'The Pianist,' 'The Brutalist': What connects Adrien Brody's Oscar-winning performances
What's the story
Adrien Brody has bagged the Academy Award for Best Actor for The Brutalist, directed by Brady Corbet.
Interestingly, this film is tied to his previous Oscar-winning role in The Pianist.
Both films have Brody as characters who make their way through historical chaos.
What are the common themes between the two stellar performances?
Let's find out.
Character analysis
Brody's transformative roles in 'The Pianist' and 'The Brutalist'
In 2003, a young Brody impressed the audience with his performance as Wladyslaw Szpilman, a Polish-Jewish pianist living through the Holocaust in Roman Polanski's The Pianist.
The role required an extreme transformation from Brody, who reportedly lost 13.61kg and cut himself off from everyone to become the character.
Fast forward 22 years, he once again drew attention for his role as Laszlo Toth—a Hungarian-Jewish architect and Holocaust survivor—in Corbet's The Brutalist.
Preparation for 'The Pianist'
Brody's intense preparation for his role in 'The Pianist'
In an interview with Vulture, Brody spoke about his intense preparation for The Pianist.

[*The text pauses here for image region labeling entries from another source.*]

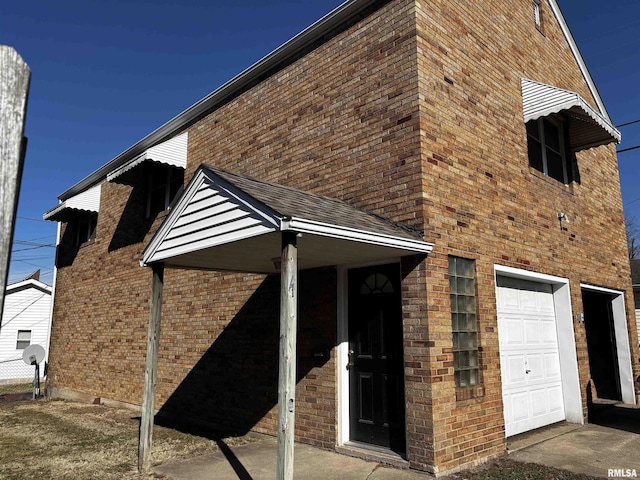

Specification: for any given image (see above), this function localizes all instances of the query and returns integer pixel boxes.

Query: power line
[616,145,640,153]
[616,119,640,128]
[16,215,48,223]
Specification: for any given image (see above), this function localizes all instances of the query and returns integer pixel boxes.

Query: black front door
[349,264,405,453]
[582,290,622,400]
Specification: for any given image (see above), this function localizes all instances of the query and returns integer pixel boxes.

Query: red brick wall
[51,0,640,471]
[408,0,638,470]
[51,1,422,456]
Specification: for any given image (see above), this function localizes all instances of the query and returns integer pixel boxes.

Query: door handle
[347,350,355,370]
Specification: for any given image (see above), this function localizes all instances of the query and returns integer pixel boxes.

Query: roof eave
[58,0,378,200]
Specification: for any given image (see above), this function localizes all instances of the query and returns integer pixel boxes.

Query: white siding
[0,286,51,382]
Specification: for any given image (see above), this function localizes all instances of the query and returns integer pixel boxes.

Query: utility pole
[0,45,31,318]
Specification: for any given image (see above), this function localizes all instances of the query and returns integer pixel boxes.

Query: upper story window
[521,78,621,185]
[71,212,98,246]
[147,162,184,218]
[16,330,31,350]
[527,117,572,184]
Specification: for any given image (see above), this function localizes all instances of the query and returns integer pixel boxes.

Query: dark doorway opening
[349,264,406,454]
[582,290,622,401]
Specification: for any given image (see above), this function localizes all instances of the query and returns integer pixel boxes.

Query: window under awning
[42,185,101,222]
[142,166,433,273]
[522,78,621,151]
[107,132,188,185]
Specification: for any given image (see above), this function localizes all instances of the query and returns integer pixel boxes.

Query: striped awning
[522,78,622,151]
[107,133,188,185]
[42,185,101,222]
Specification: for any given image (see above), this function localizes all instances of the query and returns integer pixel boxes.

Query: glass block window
[531,0,542,26]
[449,257,480,388]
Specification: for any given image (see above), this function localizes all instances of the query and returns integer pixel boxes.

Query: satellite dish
[22,343,45,365]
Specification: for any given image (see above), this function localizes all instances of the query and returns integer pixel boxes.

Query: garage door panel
[547,385,564,412]
[538,317,558,347]
[544,352,561,381]
[508,392,530,422]
[525,353,546,382]
[505,354,526,385]
[497,277,565,436]
[503,317,524,347]
[529,388,548,417]
[523,320,541,348]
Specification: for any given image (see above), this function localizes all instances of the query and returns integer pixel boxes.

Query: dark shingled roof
[203,165,422,240]
[631,258,640,285]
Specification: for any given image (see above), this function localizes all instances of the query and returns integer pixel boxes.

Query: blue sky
[0,0,640,283]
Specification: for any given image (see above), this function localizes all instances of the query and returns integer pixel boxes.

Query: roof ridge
[202,164,424,238]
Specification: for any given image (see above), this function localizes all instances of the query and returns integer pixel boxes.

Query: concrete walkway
[509,405,640,478]
[154,406,640,480]
[153,436,433,480]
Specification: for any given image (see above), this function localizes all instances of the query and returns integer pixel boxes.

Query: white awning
[522,78,622,151]
[107,132,188,185]
[42,185,101,222]
[142,166,433,273]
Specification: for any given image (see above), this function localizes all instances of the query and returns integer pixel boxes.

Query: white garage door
[498,277,565,437]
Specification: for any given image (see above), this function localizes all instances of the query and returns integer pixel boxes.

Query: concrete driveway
[509,405,640,478]
[154,406,640,480]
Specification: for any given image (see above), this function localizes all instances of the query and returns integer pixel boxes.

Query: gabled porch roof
[142,166,433,273]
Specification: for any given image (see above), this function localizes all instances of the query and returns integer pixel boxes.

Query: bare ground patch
[0,400,255,480]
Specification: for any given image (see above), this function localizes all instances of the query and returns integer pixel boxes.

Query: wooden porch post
[138,263,164,471]
[277,232,298,480]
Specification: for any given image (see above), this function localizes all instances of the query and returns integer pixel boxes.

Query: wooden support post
[277,232,298,480]
[0,45,31,318]
[138,263,164,471]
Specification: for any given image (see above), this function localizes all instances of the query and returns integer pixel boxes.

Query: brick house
[44,0,640,473]
[630,258,640,343]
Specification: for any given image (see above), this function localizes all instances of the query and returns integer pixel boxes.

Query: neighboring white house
[0,272,51,382]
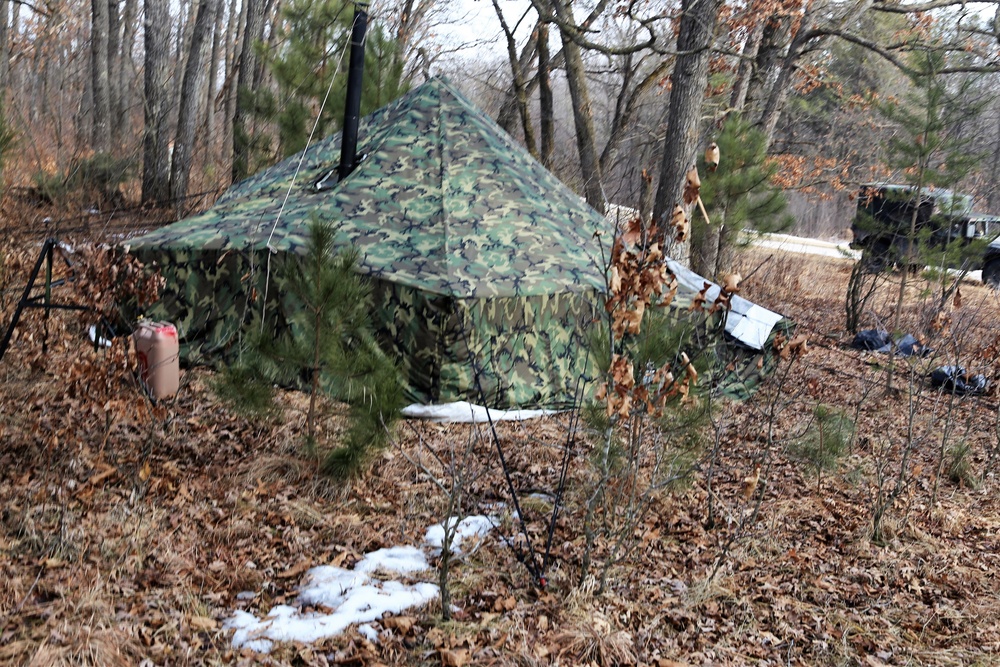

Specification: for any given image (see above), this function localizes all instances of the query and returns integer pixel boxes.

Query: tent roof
[131,78,604,298]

"That was a physical transformation that was necessary for storytelling."
"But then that kind of opened me up, spiritually, to a depth of understanding of emptiness and hunger in a way that I didn't know, ever. I do [have PTSD], yeah."
"I definitely had an eating disorder for at least a year. And then I was depressed for a year, if not a lifetime. I'm kidding."
Thematic parallels
Artistic expression as a survival tool in both films
The Pianist and The Brutalist also have a common theme of resilience through artistic expression.
In The Pianist, Szpilman's piano playing becomes his silent protest against erasure, while in The Brutalist, Toth's architecture is a symbol of constant defiance and rebuilding after destruction.
Both characters are men displaced by war who turn to their art for survival.
Connection
Brody on the connection between two films
Brody told IndieWire in an interview, "The Brutalist' begins almost where ('The Pianist') ended in a way. It is a Jewish immigrant's journey, surviving.
"Those specific hardships and loss, and yearning to begin again, and the dream of coming to a place like America - where the myth of the American dream, especially in the '50s - (offers) the hope to be free of that persecution and to somehow maybe begin again."